Saddam trial comment by Raymond Brown

Raymond M. Brown commenting at Grotian Moment Blog focuses on an event affecting credibility and legitimacy in the trial of Saddam Hussein. Link to the BBC report.

The kidnapping and murder of Sadoun Nasouaf al-Janavi, counsel to Awad al-Bander is more than just a personal tragedy for his family and a blow to his client’s defense. It raises a fundamental challenge to the legitimacy of this first IST trial and conceivably to the functioning of the Tribunal itself. A court cannot claim legitimacy if it is attached to a regime which can not guarantee the physical safety of trial participants. Protected participants must include defense lawyers representing despised or controversial defendants.

Last week's incident is yet another indicator that events in Iraq are being advanced and orchestrated in a manner that can only be described as risky. That word "legitimacy" has a very pliable meaning, it seems, depending on when and where it is used, and by whom. This is from last weeks story.
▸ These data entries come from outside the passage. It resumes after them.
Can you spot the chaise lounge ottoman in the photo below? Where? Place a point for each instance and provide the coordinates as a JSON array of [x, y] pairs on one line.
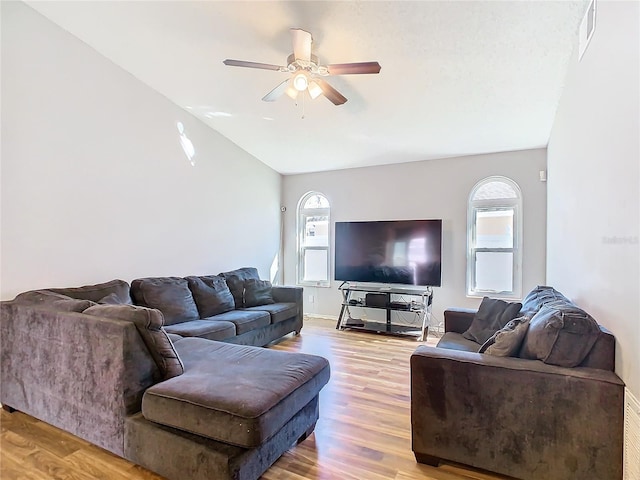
[[231, 414]]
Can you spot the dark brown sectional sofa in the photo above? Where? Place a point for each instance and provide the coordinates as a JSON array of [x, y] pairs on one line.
[[547, 407], [98, 362]]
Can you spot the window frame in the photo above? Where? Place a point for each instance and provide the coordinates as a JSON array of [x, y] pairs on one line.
[[495, 204], [301, 214]]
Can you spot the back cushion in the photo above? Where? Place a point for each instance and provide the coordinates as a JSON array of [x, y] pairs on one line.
[[235, 280], [212, 295], [492, 315], [170, 295]]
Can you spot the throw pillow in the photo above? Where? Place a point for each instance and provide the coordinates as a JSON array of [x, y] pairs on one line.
[[170, 295], [507, 341], [235, 280], [257, 292], [149, 324], [492, 315], [560, 334], [212, 295]]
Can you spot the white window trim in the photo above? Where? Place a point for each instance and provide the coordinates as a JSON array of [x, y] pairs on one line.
[[300, 249], [495, 204]]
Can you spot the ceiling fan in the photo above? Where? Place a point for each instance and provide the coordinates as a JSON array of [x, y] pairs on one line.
[[306, 72]]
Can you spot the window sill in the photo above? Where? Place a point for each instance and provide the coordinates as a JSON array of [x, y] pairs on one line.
[[314, 284]]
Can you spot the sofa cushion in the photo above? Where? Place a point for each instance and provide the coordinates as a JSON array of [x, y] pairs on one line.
[[279, 311], [257, 292], [245, 320], [492, 315], [235, 394], [560, 334], [170, 295], [149, 323], [235, 280], [111, 299], [209, 329], [539, 296], [52, 300], [98, 291], [211, 294], [455, 341], [507, 341]]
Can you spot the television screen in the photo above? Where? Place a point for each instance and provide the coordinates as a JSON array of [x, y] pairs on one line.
[[407, 252]]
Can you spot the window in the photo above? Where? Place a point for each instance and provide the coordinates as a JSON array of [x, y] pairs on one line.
[[313, 240], [494, 254]]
Saddam Hussein's chief defence strategist, Abdel Haq Alani, an Iraqi lawyer based in Britain, told the BBC: "This incident has proved is what we've been all along saying, that there could be no fair trial in Iraq at this time, there could never be a fair and just trial simply because there's no authority.

"Can anybody imagine that a witness is going to step forward and appear for the defence? If the defence cannot present its witnesses and guarantee safety for them, what kind of a trial is this going to be?
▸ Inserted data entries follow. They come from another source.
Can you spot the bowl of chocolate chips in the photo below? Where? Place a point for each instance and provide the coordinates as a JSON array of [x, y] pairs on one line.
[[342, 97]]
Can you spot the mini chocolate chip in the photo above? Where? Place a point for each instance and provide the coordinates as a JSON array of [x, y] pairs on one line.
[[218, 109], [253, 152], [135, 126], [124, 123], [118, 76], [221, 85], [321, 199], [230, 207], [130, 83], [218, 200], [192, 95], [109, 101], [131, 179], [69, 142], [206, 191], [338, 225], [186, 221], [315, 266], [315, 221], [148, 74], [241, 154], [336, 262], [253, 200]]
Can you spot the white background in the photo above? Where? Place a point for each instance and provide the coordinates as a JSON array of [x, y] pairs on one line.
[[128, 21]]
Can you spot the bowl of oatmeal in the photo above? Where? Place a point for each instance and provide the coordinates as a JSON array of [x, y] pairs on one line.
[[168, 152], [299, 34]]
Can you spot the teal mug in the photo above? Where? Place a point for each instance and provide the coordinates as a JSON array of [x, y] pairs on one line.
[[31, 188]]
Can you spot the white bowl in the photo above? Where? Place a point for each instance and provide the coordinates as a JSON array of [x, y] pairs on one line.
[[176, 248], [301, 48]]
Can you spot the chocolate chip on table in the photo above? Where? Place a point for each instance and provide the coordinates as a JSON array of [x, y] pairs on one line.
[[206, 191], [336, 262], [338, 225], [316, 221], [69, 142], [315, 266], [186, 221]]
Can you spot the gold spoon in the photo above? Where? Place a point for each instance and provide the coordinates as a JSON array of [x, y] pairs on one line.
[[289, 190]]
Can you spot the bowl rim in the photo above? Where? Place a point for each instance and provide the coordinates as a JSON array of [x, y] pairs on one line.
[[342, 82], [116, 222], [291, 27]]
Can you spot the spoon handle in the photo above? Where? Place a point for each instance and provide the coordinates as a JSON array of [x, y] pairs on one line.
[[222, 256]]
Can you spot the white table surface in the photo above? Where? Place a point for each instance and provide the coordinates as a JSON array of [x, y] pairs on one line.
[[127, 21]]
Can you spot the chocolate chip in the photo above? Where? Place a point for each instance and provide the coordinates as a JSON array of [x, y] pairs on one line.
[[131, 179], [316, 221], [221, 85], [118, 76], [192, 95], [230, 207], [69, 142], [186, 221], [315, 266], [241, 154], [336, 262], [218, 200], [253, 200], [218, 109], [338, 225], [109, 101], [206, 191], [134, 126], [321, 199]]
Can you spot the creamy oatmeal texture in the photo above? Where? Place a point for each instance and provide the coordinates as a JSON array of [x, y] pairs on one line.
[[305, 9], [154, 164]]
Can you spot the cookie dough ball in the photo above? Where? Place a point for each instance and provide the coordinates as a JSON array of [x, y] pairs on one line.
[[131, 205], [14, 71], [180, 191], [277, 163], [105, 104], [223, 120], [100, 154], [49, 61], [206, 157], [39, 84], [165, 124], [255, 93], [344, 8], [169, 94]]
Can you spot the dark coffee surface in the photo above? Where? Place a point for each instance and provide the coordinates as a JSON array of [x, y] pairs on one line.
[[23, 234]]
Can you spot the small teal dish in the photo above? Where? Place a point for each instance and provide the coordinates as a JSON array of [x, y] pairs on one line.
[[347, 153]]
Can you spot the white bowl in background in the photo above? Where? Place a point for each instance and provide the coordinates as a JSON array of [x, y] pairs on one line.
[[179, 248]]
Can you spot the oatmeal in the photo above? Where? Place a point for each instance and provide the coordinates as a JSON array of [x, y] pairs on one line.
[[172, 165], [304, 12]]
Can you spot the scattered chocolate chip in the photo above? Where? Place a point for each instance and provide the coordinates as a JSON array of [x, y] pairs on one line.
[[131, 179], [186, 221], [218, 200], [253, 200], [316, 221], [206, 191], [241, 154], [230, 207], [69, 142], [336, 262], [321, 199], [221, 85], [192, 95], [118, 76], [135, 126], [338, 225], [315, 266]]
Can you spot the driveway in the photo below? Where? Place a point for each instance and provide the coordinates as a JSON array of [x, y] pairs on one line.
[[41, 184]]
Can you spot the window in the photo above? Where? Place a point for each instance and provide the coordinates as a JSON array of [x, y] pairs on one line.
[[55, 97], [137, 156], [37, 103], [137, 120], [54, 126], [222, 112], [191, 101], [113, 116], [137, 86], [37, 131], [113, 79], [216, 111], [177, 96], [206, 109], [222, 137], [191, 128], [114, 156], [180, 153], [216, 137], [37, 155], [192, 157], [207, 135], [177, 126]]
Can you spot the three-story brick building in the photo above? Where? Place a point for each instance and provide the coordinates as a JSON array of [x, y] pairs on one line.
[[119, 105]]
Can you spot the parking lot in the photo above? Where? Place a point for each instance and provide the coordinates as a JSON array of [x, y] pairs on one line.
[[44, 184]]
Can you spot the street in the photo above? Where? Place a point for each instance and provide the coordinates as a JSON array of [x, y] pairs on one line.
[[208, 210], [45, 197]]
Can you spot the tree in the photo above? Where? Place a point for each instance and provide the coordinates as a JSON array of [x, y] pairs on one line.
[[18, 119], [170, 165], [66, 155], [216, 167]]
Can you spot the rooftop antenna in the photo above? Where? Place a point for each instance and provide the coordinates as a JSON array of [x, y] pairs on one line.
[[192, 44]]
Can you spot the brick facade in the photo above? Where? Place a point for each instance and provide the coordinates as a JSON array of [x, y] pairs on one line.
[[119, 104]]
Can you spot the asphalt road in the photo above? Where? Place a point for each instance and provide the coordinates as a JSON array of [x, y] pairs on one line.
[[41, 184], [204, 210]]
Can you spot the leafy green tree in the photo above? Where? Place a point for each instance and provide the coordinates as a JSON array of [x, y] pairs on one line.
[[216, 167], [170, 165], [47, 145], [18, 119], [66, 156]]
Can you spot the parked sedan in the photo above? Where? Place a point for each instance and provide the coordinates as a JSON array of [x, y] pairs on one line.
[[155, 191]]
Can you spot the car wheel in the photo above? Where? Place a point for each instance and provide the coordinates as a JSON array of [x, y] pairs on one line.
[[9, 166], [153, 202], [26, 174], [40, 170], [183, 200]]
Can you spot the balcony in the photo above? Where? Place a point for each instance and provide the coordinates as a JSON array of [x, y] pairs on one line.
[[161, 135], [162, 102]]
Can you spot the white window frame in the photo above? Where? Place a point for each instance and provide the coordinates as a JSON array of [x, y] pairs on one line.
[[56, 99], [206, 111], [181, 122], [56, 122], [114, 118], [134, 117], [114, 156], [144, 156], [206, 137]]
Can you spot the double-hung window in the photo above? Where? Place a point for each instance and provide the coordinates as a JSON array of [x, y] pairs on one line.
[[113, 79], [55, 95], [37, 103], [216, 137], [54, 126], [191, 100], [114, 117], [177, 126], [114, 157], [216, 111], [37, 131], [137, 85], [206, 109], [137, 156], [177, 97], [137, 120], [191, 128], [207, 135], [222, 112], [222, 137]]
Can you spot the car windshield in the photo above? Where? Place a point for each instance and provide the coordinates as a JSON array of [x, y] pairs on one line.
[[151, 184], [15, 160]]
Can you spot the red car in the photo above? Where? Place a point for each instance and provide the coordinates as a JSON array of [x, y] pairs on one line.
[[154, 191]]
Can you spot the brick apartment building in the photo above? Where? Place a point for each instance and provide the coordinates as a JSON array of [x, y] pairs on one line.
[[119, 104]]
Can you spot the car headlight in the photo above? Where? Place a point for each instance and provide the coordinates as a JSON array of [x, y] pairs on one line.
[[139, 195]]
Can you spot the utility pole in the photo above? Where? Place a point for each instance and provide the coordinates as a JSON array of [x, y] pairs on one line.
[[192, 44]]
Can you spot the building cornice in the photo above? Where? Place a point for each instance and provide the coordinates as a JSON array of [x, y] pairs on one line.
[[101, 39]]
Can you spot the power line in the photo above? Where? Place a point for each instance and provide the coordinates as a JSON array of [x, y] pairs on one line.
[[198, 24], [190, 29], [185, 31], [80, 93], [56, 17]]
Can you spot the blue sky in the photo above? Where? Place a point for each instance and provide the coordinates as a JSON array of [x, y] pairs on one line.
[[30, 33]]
"If lawyers are getting eliminated, executed... how am I going to convince an international lawyer to appear in Iraq in a court and give legal advice on issues of international law of which the Iraqis know very little, including the judges?"

Good questions.

Brown comments:

...the purposeful slaughter of defense counsel shines a bright light on the emerging dark secret of the “system” of international justice (a system I still support.) That secret is the imbalance between the resources of prosecutors and the defense.
[...]
It may be that a lifetime spent as defense counsel dealing with permutations of fear and intimidation in municipal and international fora have biased me. It may also be that my strong opposition to the proffered legal, strategic and foreign policy bases for the war in Iraq have predisposed me to see the specter of illegitimacy leach from an occupation regime to the IST whose coattails it has sought to ride to international legitimacy.

Biased or not, I cannot see how a single trial or a judicial system can survive assaults on the quality of its justice if it cannot provide an opportunity for defense counsel to function without fear of non-judicial execution. This is especially true if the accused are persons, like Saddam and his satraps who are already believed to be culpable by all the world except their most fervent followers.

[...]
The choice to hold IST trials in Iraq while security remains a deep problem raises the unwelcome aroma of political decision making. Allowing trials to proceed in an environment where the process is tainted by violence and fear undermines legitimacy. Whether the choice is legal or political, it is a bad one.


This also bothers me:

Four of the five judges and most of the prosecution lawyers have remained anonymous for safety reasons.

The names of the chief judge and the top prosecutor were the only ones revealed.

But the defence team's identities were not kept secret, and Saddam Hussein's top lawyer, Khalil Dulaimi, said many had been threatened.

Yesterday's truck bombs in Baghdad further underscore the security issue.
The trial has been put on hold for a few more weeks. Perhaps conditions will improve by then. One can hope. This trial has enormous symbolic importance.